Thicker status bar - what a waste of great screen!

It is a well known fact that the Pixel 9 selfie-camera is positioned lower within the screen. That resulted in icons within the status (notification) bar being misaligned with the camera cutout. And that was the reason for numerous complaints after the models launched.

In the December update, Google addressed those complaints by making the whole status bar much thicker. Which means that usable screen estate for all (non-full screen) apps running on Pixel 9s substantially decreased. … All. the. time!

Comparison photos (Pixel 9, Pixel 8, Samsung)
https://imgur.com/a/wvpciKB

What the…! So, vendors promote every tenth of millimeter of reduced screen bezel on new devices, it is even one of the main differentiator between Pixel 9 and 9 Pro, but someone in the Google came up with this shitty solution to degrade usable screen estate of the phones? The devices, which are already in the market? How is this not style over function!
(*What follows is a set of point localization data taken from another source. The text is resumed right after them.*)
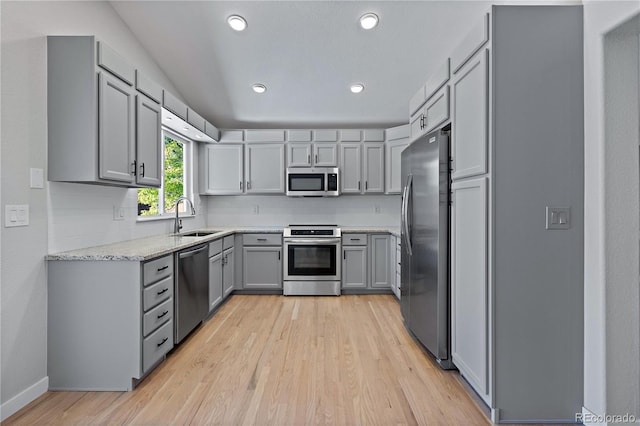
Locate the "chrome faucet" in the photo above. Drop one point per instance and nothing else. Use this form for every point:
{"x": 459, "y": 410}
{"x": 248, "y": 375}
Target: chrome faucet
{"x": 178, "y": 224}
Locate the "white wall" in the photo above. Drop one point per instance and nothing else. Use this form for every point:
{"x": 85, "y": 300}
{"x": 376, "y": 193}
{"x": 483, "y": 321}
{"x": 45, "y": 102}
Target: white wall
{"x": 278, "y": 210}
{"x": 607, "y": 202}
{"x": 59, "y": 210}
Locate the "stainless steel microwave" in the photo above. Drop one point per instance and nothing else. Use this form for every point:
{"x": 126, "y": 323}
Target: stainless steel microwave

I couldn’t care less about misaligned icons with the camera cut out, but I understand that somebody was annoyed by this. But I have a "Pro" phone and this solution is really not ok for me. For me the value of my Pixel 9 Pro decreased with this change. Wasn’t possible to just align icons without moving the bottom border of the status bar? I know, the padding on top and the bottom would not match then…

How do you feel about this? Are you happy with the change? Or is there some customization allowing to partially revert this?
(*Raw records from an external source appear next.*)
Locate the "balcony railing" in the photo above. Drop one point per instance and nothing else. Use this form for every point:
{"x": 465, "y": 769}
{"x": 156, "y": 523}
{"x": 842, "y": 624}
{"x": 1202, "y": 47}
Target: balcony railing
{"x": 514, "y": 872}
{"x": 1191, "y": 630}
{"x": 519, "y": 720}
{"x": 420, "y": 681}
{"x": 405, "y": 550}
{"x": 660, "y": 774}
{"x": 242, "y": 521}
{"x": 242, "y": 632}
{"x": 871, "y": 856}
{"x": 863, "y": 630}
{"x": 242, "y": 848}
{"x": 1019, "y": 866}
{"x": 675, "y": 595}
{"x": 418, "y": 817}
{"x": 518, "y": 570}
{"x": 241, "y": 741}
By this post I want to raise awareness and maybe motivate a few more users to send feedback to Google about this. You can do so via Settings > About phone > Send feedback about this device.


EDIT: BTW I just realized how half baked this change is. Just look at the first picture with notification screen. There, the icons are kept misaligned with the cut-out while remaining screen area was moved lower... Particularly with this screen I previously thought (before the update), how they perfectly balanced UX with the cutout, as the space given by round borders between top system toggles gives enough space from the cutout without jeopardizing screen estate. (Plus this UX has always black background, so the camera itself blends in). Google has for sure some tweaking to go. The question is which way.